OK, great, thanks Sébastien! So, today, we’re starting with the very first step to take when you want to improve your plant’s environmental performance. This first sub-step is called initial mapping. But before we get to the heart of the matter, you’re going to tell us about the Lego theory.

So, as a preamble, I wanted to tell you about the lego theory. Each plant is made up of the same blocks, be they pumps, compressors, refrigeration machines, cooling towers and other equipment that will quickly be found in all plants, but no two plants are the same. It’s exactly the same with Lego: you give 2 identical boxes of Lego to 2 children, and they’ll build you a different object, so it’s exactly the same with factories. In fact, they are all composed of the same elementary bricks, yet no two are alike. The idea for us, then, is to deconstruct our factories to arrive at elements that are comparable from one factory to another.

Before you can improve your plant’s performance, you need to know where you’re starting from and what you’re aiming for. This theory makes it possible to define a standardized transverse frame of reference for comparing plants with each other, block by block. Each block will contain its own business rules and data. I’ll leave it to Sébastien to define the initial cartography.

The initial mapping involves taking a plan of our plant and positioning the various production workshops, warehouses and utilities on this plan, whether steam, compressed air, refrigeration or other utilities or processes, in order to visualize our initial block, which is the plant in its various blocks and sub-blocks.
The idea is for this mapping to become a standard for you, i.e. when an auditor, for example an external auditor, comes to audit your plant, whether it’s an energy audit or something else, he or she should do so on the basis of this mapping that you have standardized.

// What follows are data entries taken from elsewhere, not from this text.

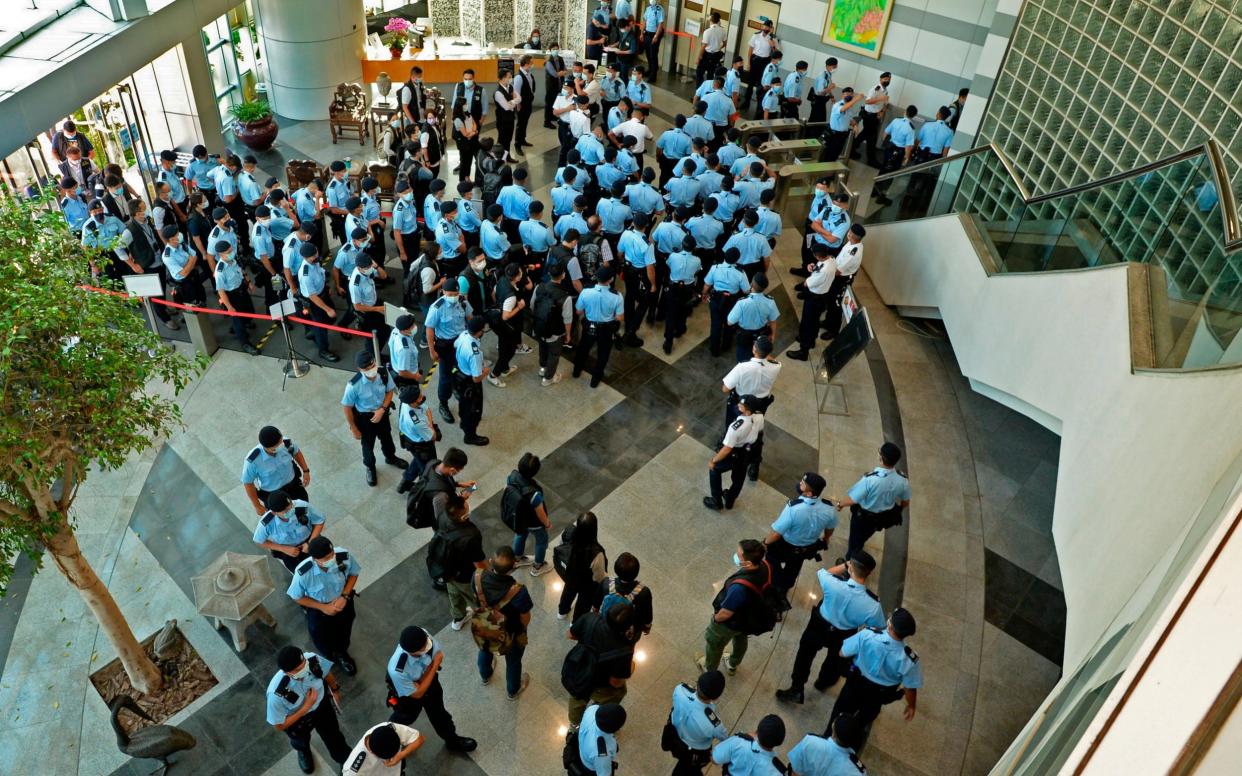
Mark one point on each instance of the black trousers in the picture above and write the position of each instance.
(735, 464)
(470, 402)
(330, 633)
(819, 635)
(637, 294)
(599, 334)
(862, 698)
(720, 334)
(407, 710)
(677, 304)
(242, 303)
(371, 431)
(809, 325)
(322, 720)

Sébastien, what are the prerequisites for mapping and how long does it take?

I’d say that the prerequisites for mapping are as simple as drawing a floor plan of the factory and dividing it up into the various blocks we want to list in our factory. In half an hour or an hour, the exercise is completed.

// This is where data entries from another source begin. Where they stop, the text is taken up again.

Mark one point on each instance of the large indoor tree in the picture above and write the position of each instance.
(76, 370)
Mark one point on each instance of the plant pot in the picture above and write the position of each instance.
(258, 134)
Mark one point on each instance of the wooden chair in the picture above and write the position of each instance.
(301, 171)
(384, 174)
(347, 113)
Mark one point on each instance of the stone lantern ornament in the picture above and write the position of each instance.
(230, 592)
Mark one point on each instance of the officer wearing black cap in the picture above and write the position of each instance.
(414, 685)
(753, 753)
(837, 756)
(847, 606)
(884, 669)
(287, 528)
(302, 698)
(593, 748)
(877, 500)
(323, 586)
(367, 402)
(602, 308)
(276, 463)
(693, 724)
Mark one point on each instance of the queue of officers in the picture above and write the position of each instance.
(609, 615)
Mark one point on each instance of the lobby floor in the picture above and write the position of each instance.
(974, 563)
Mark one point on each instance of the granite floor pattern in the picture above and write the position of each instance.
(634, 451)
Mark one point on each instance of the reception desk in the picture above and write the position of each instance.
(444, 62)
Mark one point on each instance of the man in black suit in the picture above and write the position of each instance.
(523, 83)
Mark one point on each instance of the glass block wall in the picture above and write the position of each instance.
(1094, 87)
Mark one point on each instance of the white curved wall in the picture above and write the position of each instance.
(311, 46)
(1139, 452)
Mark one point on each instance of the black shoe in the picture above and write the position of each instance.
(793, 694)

Do all manufacturers carry out initial mapping?

It’s not a standardized step for manufacturers, who know their plant but haven’t necessarily done the mapping. Some of them have, I’d say around 30% of manufacturers have done this mapping. When you arrive at a factory and ask for a floor plan of the plant, you can already see this mapping visible on the floor plan.

Can you tell us who’s doing the initial mapping? How are things coordinated between the different teams?

This mapping is a consensus between all the plant’s departments (main departments) to agree on the standardization and mapping of its plant.

What are the difficulties of mapping? What are the pitfalls to avoid?

What’s hard about it? Perhaps it’s a question of simplifying your plant, especially when you have a complex plant with intersecting processes or process lines. This mapping must remain relatively simple, and the pitfall would be to go into too much detail and have a map that becomes unreadable.

This mapping is the starting point for any plant analysis, whether it’s an energy audit or some other kind of audit, and will be used to contextualize the data.

In a nutshell

Initial mapping involves dividing a plant into blocks. This breakdown into blocks becomes your standard to impose when an external or internal player comes to analyze your plant.

Initial mapping gives you a synthetic, global view of all your plant’s processes and flows.

It allows you to:

1. Visualize all plant components, from raw materials to finished products, processes and utilities.
2. Finally, it lays the foundations for defining THE standard for your plant.

In short, initial mapping is the starting point for your industrial environmental transition.